In Dec 1942 Charley was drafted and spent the rest of the war in Europe as a scout with the 104th Infantry. As he recalled in 1968:

I see now that this was a fruitful training period for me as an artist (though I don’t recommend it as a substitute for art school) because it taught me to grasp the important elements of a scene quickly and put them down with a minimum of detail.2

Meanwhile, back home, Edie put her studies on hold to photograph for the Army Corps of Engineers. Although she described the assignment as Dullsville, her large-format work was good enough to win awards.

After the war Charley enrolled in the Art Students League. The country boy lasted only one semester in New York. Licking his wounds, he returned to the Art Academy where he and Edie studied print-making with Maybelle Stamper and color theory with none other than the visiting Josef Albers. They both graduated in 1947 and he was awarded the first Stephen H. Wilder Traveling Scholarship.

With Charley’s scholarship and Edie’s car, the newly-married couple spent six months on an extended honeymoon. They painted, sketched and photographed throughout the West and South. They even met Edward Weston and his cats in California.3 The trip inspired both of them throughout their careers.

Returning home, they set up a joint studio in Edie’s father’s basement in Roselawn.4 Charley accepted a teaching position at the Art Academy as well as a job with the commercial studio C.H. Shaten.

Commercial ad work proved difficult for Harper. He was frustrated illustrating the happy housewife and began to tire of realism altogether, stating that it revealed nothing new about the subject, never challenged viewers to expand their awareness, [and] denied me the freedom of editorializing.

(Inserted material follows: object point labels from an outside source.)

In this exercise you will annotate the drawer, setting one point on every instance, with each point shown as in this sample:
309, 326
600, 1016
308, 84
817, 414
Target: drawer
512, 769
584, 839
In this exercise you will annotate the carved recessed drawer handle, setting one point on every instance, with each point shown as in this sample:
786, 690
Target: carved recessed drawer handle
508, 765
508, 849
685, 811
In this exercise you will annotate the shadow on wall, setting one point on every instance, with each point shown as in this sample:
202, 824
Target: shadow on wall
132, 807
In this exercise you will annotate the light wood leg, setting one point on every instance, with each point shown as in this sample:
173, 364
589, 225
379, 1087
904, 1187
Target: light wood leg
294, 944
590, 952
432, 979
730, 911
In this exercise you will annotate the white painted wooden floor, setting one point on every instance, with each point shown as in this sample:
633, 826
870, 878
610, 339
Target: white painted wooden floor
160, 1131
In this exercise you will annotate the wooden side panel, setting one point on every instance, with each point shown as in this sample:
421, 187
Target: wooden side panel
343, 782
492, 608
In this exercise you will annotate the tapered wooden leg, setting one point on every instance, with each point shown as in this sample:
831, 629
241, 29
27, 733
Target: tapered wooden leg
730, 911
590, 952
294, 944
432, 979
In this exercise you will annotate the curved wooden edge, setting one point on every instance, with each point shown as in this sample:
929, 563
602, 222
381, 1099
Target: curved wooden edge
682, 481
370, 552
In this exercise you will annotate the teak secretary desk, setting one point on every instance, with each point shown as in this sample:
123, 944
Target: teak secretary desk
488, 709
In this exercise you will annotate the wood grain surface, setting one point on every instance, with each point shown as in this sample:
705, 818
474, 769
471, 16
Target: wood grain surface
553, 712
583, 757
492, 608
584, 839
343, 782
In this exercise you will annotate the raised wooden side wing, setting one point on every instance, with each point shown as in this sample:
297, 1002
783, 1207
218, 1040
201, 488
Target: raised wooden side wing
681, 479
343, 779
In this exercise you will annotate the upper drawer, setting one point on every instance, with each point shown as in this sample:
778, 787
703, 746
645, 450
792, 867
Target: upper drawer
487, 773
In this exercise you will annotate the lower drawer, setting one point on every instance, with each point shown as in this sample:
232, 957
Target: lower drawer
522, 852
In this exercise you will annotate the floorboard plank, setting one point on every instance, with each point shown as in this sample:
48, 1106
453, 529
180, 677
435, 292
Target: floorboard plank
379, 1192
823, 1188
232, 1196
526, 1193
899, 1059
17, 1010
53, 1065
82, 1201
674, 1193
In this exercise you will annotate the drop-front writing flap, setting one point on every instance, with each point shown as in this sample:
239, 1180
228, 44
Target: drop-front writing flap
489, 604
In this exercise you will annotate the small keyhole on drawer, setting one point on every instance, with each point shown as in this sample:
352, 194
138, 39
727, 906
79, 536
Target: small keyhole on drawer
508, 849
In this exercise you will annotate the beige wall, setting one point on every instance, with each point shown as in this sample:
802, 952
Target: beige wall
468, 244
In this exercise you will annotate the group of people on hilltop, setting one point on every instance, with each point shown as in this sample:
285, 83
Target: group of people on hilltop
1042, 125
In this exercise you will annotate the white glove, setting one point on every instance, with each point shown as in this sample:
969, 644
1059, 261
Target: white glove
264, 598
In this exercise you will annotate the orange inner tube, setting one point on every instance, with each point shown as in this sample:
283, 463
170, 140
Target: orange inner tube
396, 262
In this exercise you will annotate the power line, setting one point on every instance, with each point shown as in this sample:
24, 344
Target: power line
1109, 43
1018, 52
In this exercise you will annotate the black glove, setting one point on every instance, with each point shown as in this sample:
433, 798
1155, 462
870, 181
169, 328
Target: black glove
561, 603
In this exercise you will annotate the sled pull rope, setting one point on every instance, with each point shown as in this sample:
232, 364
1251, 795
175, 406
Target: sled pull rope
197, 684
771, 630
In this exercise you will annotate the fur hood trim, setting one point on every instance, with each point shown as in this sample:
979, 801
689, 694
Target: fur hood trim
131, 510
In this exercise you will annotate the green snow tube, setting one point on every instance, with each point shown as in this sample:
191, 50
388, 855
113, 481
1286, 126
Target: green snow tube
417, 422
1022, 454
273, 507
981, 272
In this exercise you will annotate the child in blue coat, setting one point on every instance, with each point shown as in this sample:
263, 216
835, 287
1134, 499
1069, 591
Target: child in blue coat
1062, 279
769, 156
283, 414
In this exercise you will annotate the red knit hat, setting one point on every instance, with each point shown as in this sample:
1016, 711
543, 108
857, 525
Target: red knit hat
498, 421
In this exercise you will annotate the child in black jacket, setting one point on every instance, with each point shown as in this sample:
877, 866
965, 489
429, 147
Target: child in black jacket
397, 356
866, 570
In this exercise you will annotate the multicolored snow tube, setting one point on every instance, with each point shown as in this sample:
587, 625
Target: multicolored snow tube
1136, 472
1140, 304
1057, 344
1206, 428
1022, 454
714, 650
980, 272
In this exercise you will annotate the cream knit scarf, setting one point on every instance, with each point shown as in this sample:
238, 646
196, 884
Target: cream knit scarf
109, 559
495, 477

He began to experiment with a new style where perspective was replaced with hard-edged two-dimensional shapes reduced to only straight lines and curves and where shading and depth were replaced by overlapping color. To caricature and simplify at the same time. The idea was …to push simplification as far as possible without losing identification. He would eventually call it minimal realism. It was a style that would take him 30 years to perfect.

The beginnings of Charley’s minimal realism first appeared in the Dec 1948 recipe section of Ford Times magazine.5 This led to feature articles and finally cover illustrations. Over the years Arthur Lougee, the Ford Times art director and as close to a mentor as Charley ever had, gave him an extremely wide range of assignments—perhaps wider than any other Ford Times artist. Between 1948–1982 he contributed to more than 120 articles and illustrated more than 30 covers.

Although less prolific than her husband, Edie also contributed illustrations to Ford Times.


17 Dec 2012, updated 24 Dec 2012

abridged, copy-edited, and republished 28 May 2013 by Fabulous Frames & Art

1. For more about Edie see the studio’s official memorial statement, Edie Harper In Memoriam, or if it’s not behind Gannett’s paywall: Horstman, Barry. Edie Harper, artist, had whimsical, abstract style. Cincinnati Enquirer. 25 Jan 2010.

For more about Charley and Edie see: Bauer, Marilyn. Cincinnati modernists reunited; An exhibit brings together visionaries, 50 years after their climb to the art world’s summit. Cincinnati Enquirer. 4 Aug 2002, or Petit, Zachary. Love Bugs. A Line Magazine (the fit-in-your-purse lifestyle guide for the eclectic modern woman—I’m not making this up). 2011 Feb;1(10): 18-21.

2. Quoted from: Harper, Charley. Letter to Wood Hannah, 1968. The text of the letter became the artist bio that accompanied his Frame House Gallery serigraphs. A complete copy can be found here.

3. Edie, the photographer in the family, was so influenced by the Westons that she named her only son after Brett Weston.

4. 1403 Corvallis Ave.

5. Ford Times began in 1908 as a magazine for Ford’s dealer network and suspended publication in 1917. After WWII Henry Ford II restarted it as a consumer publication. Under the editors William Kennedy, Edmund Ware Smith, and Nancy Kennedy (no relation), the magazine connected auto travel and sightseeing, outdoor sports, cooking, and a heavy dose of historical Americana to Ford cars. It was, by design, a combination of Reader’s Digest and Holiday, or as Ford stated, a view of America through the windshield.

In its heyday during the 1950s and 60s the small 64-page monthly reached a circulation of nearly two million—comparable to Time magazine. Ford outsourced the magazine in 1987 and ceased its publication in 1993.